Assault with intent to rob while armed is a necessarily lesser included offense of armed robbery. People v Norman, 14 Mich App 673; 166 NW2d 9 (1968). Failure to give an instruction on a necessarily lesser included offense constitutes reversible error where the instruction has been properly requested. Absent a proper request, failure to instruct on a necessarily lesser included offense is not error, except for second-degree murder.
This Court in People v Bashans, 80 Mich App 702, 705; 265 NW2d 170, 172 (1978), observed:
"[People v Herbert Smith, 396 Mich 362; 240 NW2d 245 (1976)] imposes upon defense counsel a requirement of specificity; requests for instructions on lesser included offenses must be sufficiently definite and unequivocal to apprise the trial court of what instructions it is being asked to give. For the present, at least, the trial judge may continue to rely on requests from counsel in formulating his instructions. People v Henry, [395 Mich 367, 374; 236 NW2d 489 (1975)], People v *422 Herbert Smith, supra, see generally, People v Coles, 79 Mich App 255; 261 NW2d 280 (1977)."

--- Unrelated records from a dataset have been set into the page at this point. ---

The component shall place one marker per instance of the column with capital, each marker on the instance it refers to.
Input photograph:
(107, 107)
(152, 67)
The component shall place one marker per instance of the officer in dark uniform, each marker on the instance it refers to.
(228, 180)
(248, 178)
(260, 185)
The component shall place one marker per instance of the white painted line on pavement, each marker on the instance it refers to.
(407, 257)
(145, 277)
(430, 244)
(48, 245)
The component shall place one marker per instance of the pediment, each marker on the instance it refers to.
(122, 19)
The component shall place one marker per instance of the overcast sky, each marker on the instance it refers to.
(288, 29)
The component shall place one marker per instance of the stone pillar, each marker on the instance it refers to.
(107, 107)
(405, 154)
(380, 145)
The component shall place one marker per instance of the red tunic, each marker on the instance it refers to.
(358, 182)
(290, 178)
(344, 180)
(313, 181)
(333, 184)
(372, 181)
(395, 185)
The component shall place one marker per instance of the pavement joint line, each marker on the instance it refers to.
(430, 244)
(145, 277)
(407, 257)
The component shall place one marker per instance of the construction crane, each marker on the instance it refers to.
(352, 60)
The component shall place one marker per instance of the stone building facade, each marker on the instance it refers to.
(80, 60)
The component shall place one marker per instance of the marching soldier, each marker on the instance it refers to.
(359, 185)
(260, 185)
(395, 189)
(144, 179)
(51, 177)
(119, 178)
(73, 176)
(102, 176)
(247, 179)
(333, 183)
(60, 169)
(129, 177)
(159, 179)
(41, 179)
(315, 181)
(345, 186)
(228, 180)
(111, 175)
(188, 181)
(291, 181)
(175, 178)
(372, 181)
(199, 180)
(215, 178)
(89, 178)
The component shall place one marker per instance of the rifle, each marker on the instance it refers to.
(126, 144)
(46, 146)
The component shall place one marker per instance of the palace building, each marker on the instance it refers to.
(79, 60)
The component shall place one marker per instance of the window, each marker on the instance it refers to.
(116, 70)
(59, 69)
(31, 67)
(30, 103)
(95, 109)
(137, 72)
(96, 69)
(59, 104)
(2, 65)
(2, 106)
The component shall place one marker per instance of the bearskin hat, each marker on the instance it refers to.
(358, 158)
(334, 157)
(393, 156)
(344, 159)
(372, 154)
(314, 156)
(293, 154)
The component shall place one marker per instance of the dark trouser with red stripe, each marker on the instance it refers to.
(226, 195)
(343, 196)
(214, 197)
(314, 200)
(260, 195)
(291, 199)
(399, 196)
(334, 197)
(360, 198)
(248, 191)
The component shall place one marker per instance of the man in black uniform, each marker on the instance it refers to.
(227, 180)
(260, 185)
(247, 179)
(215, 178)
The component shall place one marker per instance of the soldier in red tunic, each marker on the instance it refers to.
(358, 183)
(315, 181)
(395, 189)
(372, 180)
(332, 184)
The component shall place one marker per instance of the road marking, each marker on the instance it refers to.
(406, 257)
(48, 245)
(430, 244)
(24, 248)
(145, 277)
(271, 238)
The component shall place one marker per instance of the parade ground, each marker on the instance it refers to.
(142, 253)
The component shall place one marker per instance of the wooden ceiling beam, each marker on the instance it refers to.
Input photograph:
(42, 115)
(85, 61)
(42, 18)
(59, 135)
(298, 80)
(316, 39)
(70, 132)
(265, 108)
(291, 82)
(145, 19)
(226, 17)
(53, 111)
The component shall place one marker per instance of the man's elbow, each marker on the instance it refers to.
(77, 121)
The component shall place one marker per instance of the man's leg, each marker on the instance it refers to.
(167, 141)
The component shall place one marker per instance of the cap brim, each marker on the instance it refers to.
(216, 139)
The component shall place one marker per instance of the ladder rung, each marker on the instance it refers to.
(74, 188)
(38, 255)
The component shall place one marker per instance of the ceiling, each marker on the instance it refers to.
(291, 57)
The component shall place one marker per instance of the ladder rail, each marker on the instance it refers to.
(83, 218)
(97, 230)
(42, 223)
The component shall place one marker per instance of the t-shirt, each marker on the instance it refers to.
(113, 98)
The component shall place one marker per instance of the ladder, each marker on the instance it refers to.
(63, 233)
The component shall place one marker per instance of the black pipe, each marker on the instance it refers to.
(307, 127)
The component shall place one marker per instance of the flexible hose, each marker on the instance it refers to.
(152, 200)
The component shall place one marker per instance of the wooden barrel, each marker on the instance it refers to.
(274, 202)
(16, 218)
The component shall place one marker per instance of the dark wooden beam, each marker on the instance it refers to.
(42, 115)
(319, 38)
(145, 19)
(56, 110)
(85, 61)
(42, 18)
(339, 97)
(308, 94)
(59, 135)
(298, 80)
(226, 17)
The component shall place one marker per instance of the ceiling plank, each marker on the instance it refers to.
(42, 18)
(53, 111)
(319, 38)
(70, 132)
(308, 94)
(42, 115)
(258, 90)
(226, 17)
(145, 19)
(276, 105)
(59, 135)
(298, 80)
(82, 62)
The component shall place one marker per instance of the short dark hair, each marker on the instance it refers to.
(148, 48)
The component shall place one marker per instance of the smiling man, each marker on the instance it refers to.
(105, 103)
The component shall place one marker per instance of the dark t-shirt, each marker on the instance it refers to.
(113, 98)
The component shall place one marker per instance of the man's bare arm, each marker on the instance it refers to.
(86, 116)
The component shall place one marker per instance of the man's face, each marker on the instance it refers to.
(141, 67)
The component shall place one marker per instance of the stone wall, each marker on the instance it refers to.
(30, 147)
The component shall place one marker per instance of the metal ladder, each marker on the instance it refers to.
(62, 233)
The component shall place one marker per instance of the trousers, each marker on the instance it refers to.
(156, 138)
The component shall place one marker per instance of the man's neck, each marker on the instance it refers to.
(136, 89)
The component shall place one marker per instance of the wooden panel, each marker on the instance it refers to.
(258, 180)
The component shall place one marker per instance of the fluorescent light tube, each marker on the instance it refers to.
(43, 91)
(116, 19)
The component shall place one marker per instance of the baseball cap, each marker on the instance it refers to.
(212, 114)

Even if we assume arguendo that the present issue has not been waived by defense counsel's trial comment that he was "not questioning the court", no error exists. Defense counsel's nebulous reference to "the assaults" was simply too equivocal to apprise the trial court of the specific lesser included offense instruction desired. The trial judge's failure to give an instruction on assault with intent to rob while armed was therefore not erroneous.
Affirmed.
D.E. HOLBROOK, J. (dissenting in part and concurring in part).

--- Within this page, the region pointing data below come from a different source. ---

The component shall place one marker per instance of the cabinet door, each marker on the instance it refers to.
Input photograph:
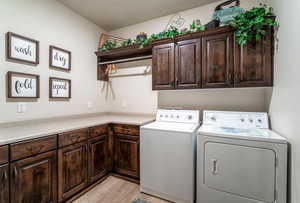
(4, 183)
(72, 170)
(34, 180)
(254, 63)
(188, 64)
(127, 155)
(218, 51)
(163, 67)
(98, 151)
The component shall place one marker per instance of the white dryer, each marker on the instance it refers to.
(168, 155)
(239, 160)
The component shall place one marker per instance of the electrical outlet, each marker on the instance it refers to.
(21, 107)
(124, 104)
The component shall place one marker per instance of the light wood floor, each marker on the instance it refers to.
(116, 190)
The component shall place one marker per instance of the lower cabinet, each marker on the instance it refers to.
(34, 180)
(84, 157)
(126, 159)
(97, 158)
(4, 183)
(72, 169)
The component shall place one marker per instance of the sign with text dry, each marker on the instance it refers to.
(22, 49)
(59, 58)
(22, 85)
(59, 88)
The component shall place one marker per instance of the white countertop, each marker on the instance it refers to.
(25, 130)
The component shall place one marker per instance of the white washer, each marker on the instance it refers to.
(239, 160)
(167, 155)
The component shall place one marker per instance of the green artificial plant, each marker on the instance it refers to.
(253, 24)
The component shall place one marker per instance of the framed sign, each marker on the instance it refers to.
(22, 85)
(22, 49)
(59, 58)
(59, 88)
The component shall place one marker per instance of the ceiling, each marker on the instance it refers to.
(114, 14)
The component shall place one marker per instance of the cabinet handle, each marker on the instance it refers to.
(15, 172)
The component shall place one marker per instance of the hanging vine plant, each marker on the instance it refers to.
(170, 33)
(253, 24)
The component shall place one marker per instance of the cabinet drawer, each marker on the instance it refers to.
(98, 130)
(32, 147)
(72, 137)
(126, 129)
(3, 154)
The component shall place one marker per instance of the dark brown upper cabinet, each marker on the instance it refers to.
(217, 62)
(72, 170)
(163, 67)
(98, 158)
(4, 183)
(188, 64)
(254, 63)
(34, 180)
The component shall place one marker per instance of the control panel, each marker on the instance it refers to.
(231, 119)
(179, 116)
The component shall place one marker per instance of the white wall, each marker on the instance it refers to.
(52, 24)
(285, 97)
(232, 99)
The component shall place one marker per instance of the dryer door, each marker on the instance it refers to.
(239, 170)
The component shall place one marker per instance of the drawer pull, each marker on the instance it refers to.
(15, 172)
(35, 149)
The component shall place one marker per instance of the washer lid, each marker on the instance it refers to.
(170, 126)
(265, 135)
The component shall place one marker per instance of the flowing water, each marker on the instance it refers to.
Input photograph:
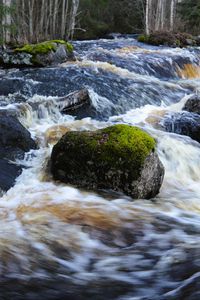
(59, 242)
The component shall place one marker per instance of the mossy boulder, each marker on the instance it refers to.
(193, 104)
(37, 55)
(120, 157)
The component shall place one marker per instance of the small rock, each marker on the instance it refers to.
(193, 105)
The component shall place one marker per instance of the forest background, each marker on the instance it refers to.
(23, 21)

This writer is in complete agreement with the fine opinion of the majority as to Issue No. I. However, as to Issue No. II, this writer is constrained to disagree as explained hereinafter.
Counsel for defendant requested instructions concerning "the assaults" and the court replied:
"I don't see where any of them in this case would be appropriate.

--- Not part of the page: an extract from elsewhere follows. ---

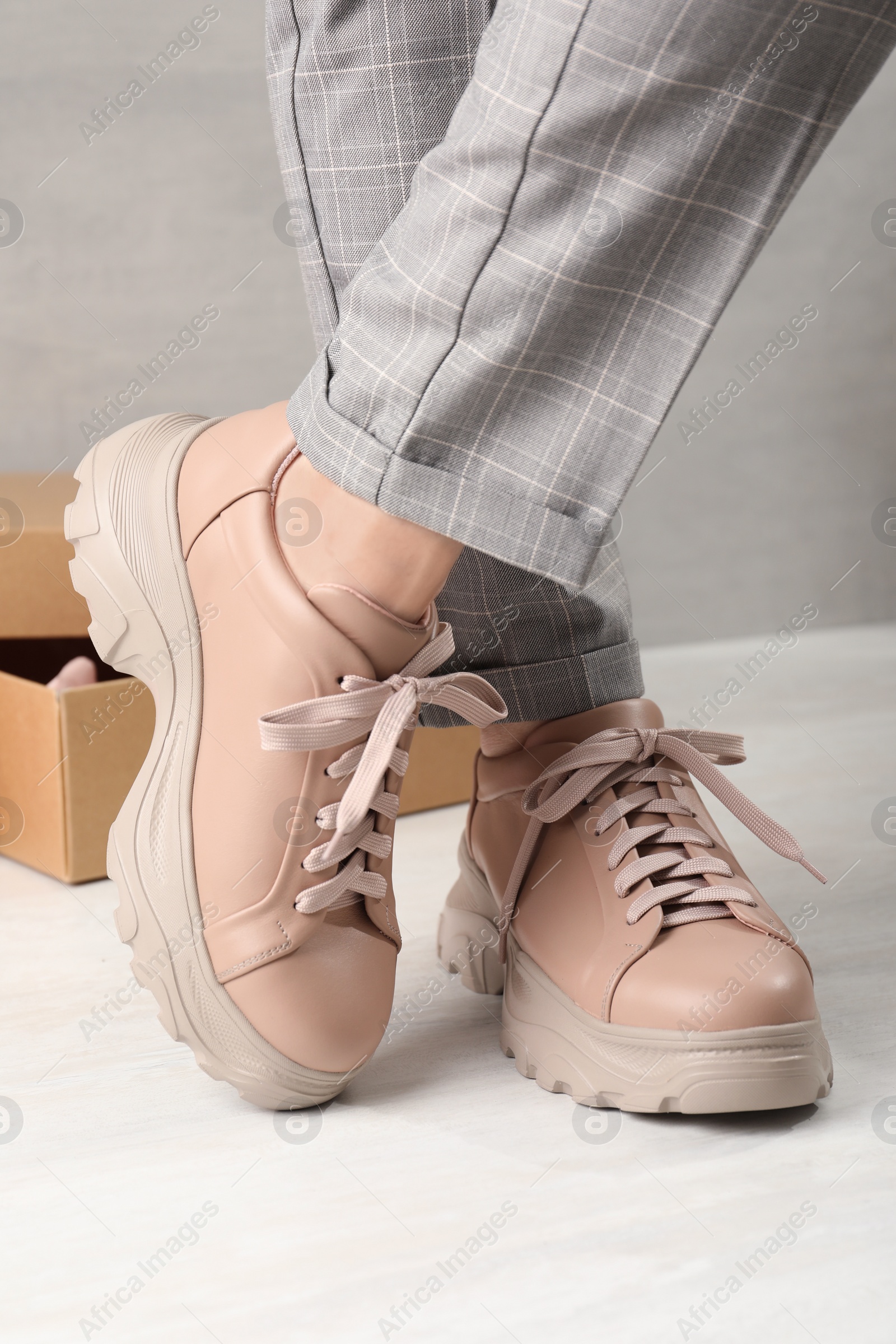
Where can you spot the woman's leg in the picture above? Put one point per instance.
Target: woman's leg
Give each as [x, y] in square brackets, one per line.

"Mr. Murphy [defense attorney]: No attempt, then, either?
"The Court: The testimony is clear. The offense, whatever it was, was completed.
"Mr. Murphy: I'm not questioning the Court.
"The Court: I think there was a question here of identification, but the offense was made out by the complaining witness and is certainly a completed offense, whatever that is.
"Mr. Weisberg [assistant prosecutor]: Your Honor, just to protect the record, it's my understanding that if in fact counsel is requesting attempt, you have to give it because it's a lesser included, a necessarily lesser *423 included offense. It's not a cognitive [sic]; it's necessarily lesser included.
"The Court: I don't have to give any lesser included offense unless it's made out by the testimony.
"Mr. Weisberg: That's only as to cognitive [sic] offenses, not necessarily. It seems to me in reading Chamblis that
"The Court: No, I don't have to. Anything else?"
It appears to this writer that Mr. Murphy was stating that he was not questioning the court as to whether the testimony was clear, but he certainly didn't abandon his request for assault instructions and request for attempt instructions. Possibly taking Mr. Murphy's statements alone, it would not be too clear but with the assistant prosecutor's explanation, it appears to this writer the trial court was put on notice that he should give the attempt instruction, People v Lovett, 396 Mich 101, 102; 238 NW2d 44 (1976).
Under the circumstances this writer would rule that the attempted armed robbery instruction should have been given. This writer would rule that the conviction must be vacated and a conviction for attempted armed robbery should be entered, and the defendant sentenced accordingly. However, if the prosecutor is of the opinion that justice would be better served by a new trial, the trial court should, upon notification by the prosecutor prior to resentencing, vacate the judgment of conviction and grant a new trial. This writer so votes.
NOTES
[*] Circuit judge, sitting on the Court of Appeals by assignment.